It is estimated that the average American driver pays approximately $300 through road and gas taxes each year, generating critical revenue from each driver that goes toward helping to pay for infrastructure maintenance and other important needs in each region and community. While it may appear that this is yet another unnecessary tax on Americans, it is actually a tactic that each state employs to find new sources of revenue each year. All drivers, including light vehicle car drivers, and those from rental and business fleets all fill up their gas tanks, and therefore each pays roughly this amount on an annual basis.
However, each state’s gas tax revenue will continue to decline as more car drivers choose electric vehicles thanks to incentives provided by the Inflation Reduction Act and other federal laws. While many decision makers have embraced the switch to EVs, neither the states nor the federal government have yet come up with a perfect solution to replace their gas taxes, which have historically been a vital source of funding for transportation infrastructure.
Today, states and local agencies are working closely with partners to identify ways to leverage road usage data from EVs as a way to recoup those lost revenues from road and gas taxes collected from internal combustion engine vehicles. This program is already being talked about through the agencies in states such as Utah, Virginia, Oregon and Hawaii.
These and other states are looking for partners with the capability of leveraging data via cloud transfer, which does not involve any additional hardware or devices inside the vehicles themselves. This data, part of today’s connected vehicle data ecosystem, will communicate road usage charges back to state agencies, similar to how states currently collect usage charges when a person’s vehicle passes through a toll booth system.
However, it is important for states to find the right connected vehicle data partner that has the technology and capability to leverage artificial technology and the cloud to standardize data not only from multiple equipment manufacturers but also make the data actionable for vehicles from different states with varying tax levels. This is important because when a vehicle travels across multiple states with different tax levels, the data provider must have the technology to calculate with precision how much revenue is collected from each vehicle, and then how much of that revenue is distributed across each different state.
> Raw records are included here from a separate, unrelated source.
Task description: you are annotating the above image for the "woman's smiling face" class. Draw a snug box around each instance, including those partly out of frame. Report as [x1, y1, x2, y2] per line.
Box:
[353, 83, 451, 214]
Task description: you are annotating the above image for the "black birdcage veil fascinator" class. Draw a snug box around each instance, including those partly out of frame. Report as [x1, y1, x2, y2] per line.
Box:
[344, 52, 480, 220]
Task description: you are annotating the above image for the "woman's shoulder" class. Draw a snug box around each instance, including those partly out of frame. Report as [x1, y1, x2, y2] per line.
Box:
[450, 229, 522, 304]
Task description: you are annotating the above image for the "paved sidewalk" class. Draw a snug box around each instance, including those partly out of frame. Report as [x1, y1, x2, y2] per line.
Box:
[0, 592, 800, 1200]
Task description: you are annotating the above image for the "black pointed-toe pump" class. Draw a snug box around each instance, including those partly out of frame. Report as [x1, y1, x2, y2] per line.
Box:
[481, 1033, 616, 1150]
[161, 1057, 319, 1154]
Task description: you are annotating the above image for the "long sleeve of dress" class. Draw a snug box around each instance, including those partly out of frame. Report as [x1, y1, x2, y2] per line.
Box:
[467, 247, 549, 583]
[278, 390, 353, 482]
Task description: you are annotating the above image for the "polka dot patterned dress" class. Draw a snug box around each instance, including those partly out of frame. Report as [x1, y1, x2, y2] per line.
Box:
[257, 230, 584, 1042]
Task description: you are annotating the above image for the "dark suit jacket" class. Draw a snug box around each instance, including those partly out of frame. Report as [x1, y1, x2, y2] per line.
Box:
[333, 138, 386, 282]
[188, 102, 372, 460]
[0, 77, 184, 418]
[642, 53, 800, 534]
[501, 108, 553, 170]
The usage of this type of connected vehicle data based on usage rates is also currently in use by many vehicle insurance companies. Usage-based insurance plans typically leverage connected vehicle data to monitor mileage, time of day you drive, harsh braking, acceleration and speeding. Each driver’s usage subsequently affects the insurance rates, which can be reduced following excellent driving behaviors.
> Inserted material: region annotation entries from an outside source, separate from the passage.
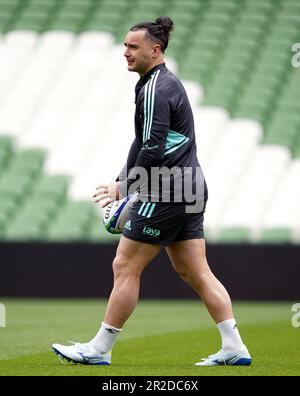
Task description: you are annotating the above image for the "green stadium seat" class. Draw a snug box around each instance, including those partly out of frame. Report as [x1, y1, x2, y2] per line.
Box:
[44, 17, 84, 33]
[258, 228, 293, 244]
[22, 193, 60, 218]
[34, 175, 69, 204]
[8, 16, 48, 32]
[4, 221, 44, 242]
[217, 227, 251, 243]
[232, 101, 268, 125]
[0, 175, 32, 204]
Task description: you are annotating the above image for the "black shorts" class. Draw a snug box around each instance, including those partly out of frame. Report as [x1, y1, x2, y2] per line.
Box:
[123, 201, 205, 246]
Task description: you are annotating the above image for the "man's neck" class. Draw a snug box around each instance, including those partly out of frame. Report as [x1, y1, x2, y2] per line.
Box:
[139, 58, 165, 78]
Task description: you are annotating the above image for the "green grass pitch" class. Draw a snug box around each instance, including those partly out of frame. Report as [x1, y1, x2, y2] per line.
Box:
[0, 299, 300, 376]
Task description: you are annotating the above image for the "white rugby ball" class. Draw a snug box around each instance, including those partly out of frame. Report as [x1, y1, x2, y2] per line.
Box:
[102, 194, 138, 234]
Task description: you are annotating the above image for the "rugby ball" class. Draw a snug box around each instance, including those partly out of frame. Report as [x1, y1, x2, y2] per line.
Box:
[102, 194, 138, 234]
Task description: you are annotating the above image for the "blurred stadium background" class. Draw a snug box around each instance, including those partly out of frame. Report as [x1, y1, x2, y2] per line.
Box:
[0, 0, 300, 376]
[0, 0, 300, 296]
To truly be effective and useful, each vehicle’s data must be tracked, managed, cleaned, secured and enriched throughout its journey to produce the right insight for state and local agencies wishing to leverage usage-charge data. This is why many states today are being careful about the selection of connected vehicle data providers, seeking partners with new processing capabilities to make this happen so that the data is properly used and computed.
Technological advancements by these partners have made it possible for embedded systems to communicate with sensors, within the vehicle as well as the cloud server, in an effective and efficient manner.
With this connected vehicle data now available, along with a cloud-based AI environment that does not require additional hardware devices in each vehicle, states have the technology to evolve their tax revenue collection from combustion engine vehicles to EVs as more of these vehicles hit our nation’s roads.
Kapil Arora is chief sales officer at CerebrumX, an automotive data management company.